# Betta throwing up food



## devin

Hi everyone, I'm new here, I really wanted to introduce myself and my Betta, but I just wanted to write a quick email because I am very worried about my Betta. Honestly I'm not so sure of when Ipurchased him, I have a 10 gallon tank with some platies and mollies, so i am often at my local fish store, I always see the Bettas in these little cups, I feel really bad and just want to buy them all to give them a good home! They are such beautiful fish, but unfortunatley, as we are all aware you can't keep them together in the same tank. 

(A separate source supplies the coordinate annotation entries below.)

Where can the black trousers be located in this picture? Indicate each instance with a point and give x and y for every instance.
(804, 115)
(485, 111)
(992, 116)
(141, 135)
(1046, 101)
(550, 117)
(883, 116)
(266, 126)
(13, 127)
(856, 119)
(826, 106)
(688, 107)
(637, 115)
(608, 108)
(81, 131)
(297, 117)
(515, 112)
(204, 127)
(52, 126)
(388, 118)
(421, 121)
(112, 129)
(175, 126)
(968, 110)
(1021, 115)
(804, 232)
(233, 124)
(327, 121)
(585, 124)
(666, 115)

Anyway, to get to the point, I have had the Betta approx. 2 months now. He has been doing amazing, very happy and healthy. I feed him small portions twice a day. I vary it up with pellets and freeze dried bloodworms. He has always accepted them both with now problem, until 2 days ago, I noticed that after feeding him, about an hour later, he threw up his food!?!? Now, yesterday, he couldn't even keep his food down. He wants to eat, but instantly throws it up. I don't know what to do, and I am very worried. Has anyone heard of such a case? Any suggestions would be greatly appreciated! 

Thanks, 
devin


----------



## mlefev

Well, I need to ask a couple questions first. Is he throwing it up, like it looks partially digested, or is he spitting it out whole? If he's just spitting it out and letting it sink, he may just be being a brat, and want worms instead of pellets. If it actually looks like it's been digested a bit, it could be an internal parasite or bacteria. 

And 2nd..Is he acting any differently, or losing color? Does he look injured?

3rd...I know I said a couple, but I lied...Are you keeping him with the platies and mollies, or seperately, and regardless, do you know what the water parameters are?


----------



## devin

When he throws up it looks partially digested, he will keep going after the food after he spits it up and try eating it again, than he starts to bob his head, and out comes the food, sometimes whole, sometimes in pieces. This has happened with both the pellets and worms. 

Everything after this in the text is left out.